IRNA - Former US Defense Secretary Chuck Hagel on Thursday sharply criticized tough talk on Iran from senior Trump administration officials determined to ouster regime-backed forces from Syria.
“I don't know what our foreign policy objective is in the Middle East or almost anywhere else,” says former defense secretary at Defense One interview.
“The U.S. doesn’t even control half of Syria. You’ve got 2,000 [U.S.] troops up in the northeast corner. I mean, come on, you’re not going to drive Iranians out of Syria with 2,000 American troops,” Hagel said in an interview with Defense One. “It’s complete folly to think you’re going to threaten the Syrians or the Russians or the Iranians into anything.
“The Iranians live there,” he continued. “The U.S. doesn’t live in the Middle East. Unless you’re going to somehow eliminate the geopolitical realities of that—well, good luck Mr. Bolton. There is no other way around this, you’re going to have to find some resolution based on the common interests of those countries.”
Hagel’s criticism comes at a moment of intense scrutiny of the Trump administration’s strategy to box in Tehran, an objective that officials have made a cornerstone of the president’s foreign policy in the region.
“This is not the Obama administration, would be my message to Iran and anybody else,” Bolton told reporters at the White House later on Thursday while rolling out the Trump administration’s new counterterrorism strategy, which makes Iran a focus.”
Hagel scoffed at the notion that the presence of 2,000 U.S. troops in Syria would be sufficient to ensure the departure of the thousands of Iran-backed fighters and proxy militia leaders operating in support of Syrian President Bashar al-Assad’s regime.

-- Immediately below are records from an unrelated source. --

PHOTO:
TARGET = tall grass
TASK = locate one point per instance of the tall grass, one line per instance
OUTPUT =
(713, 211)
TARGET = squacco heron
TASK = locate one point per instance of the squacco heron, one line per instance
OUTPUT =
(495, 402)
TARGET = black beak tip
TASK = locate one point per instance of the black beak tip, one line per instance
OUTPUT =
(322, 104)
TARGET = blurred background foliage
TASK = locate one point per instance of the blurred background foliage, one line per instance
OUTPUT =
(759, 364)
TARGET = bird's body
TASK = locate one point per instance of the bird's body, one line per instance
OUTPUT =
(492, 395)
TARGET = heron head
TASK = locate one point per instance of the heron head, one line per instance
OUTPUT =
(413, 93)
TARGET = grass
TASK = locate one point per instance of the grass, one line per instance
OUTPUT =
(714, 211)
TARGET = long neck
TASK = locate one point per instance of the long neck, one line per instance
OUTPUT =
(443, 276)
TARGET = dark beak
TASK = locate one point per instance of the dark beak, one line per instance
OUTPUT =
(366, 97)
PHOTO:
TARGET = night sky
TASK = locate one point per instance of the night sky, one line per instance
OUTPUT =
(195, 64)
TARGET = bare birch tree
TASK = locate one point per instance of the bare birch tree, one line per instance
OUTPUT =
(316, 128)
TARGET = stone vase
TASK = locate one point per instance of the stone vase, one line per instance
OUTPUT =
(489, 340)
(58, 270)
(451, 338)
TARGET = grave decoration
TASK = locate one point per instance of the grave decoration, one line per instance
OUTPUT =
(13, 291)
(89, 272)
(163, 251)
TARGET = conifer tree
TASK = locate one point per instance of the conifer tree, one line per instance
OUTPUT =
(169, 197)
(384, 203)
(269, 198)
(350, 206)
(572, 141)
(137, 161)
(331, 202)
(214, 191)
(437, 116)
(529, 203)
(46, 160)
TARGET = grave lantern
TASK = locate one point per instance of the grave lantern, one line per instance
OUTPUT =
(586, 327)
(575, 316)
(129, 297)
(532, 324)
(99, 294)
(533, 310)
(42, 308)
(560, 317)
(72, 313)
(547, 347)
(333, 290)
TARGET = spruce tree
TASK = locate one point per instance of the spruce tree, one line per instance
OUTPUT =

“You tell me what the foreign policy objective is to using 2,000 American troops stationed in Syria and then I’ll give you an answer. I don’t know what our foreign policy objective is in the Middle East or almost anywhere else,” Hagel said.
“How do you accomplish some stability in Syria?…You’re not going to do that without the Russians, without the Iranians, without the other players in the country, in the region.”
Hagel argued the administration’s recent decision to remove four Patriot missile batteries from key (Persian) Gulf allies, did not square with the Trump administration’s tough-on-Iran rhetoric..
If constraining Iranian influence is the goal, Hagel said, “how do you think you’re going to have more leverage against Iran by pulling Patriot batteries out of countries, and not paying attention to some of these areas, but [instead] just making these bullying speeches about, ‘We’re gonna sanction you’?”
“This is my point about the confusion. Where are we? What is our policy?”
So far, Trump’s overt pressure on Iran has taken place primarily in the diplomatic and financial sphere.
Gen. Joseph Votel, the head of U.S. Central Command, told reporters on Thursday that the military’s presence in Syria has “an impact” on Iranian activities but that CENTCOM had not been given a new mission.
“I don’t think we’re seeking to go to war with Iran,” he said. “I think the president has made it clear that Iran needs to cease its destabilizing behavior and policies that spread violence and human misery throughout the Middle East.”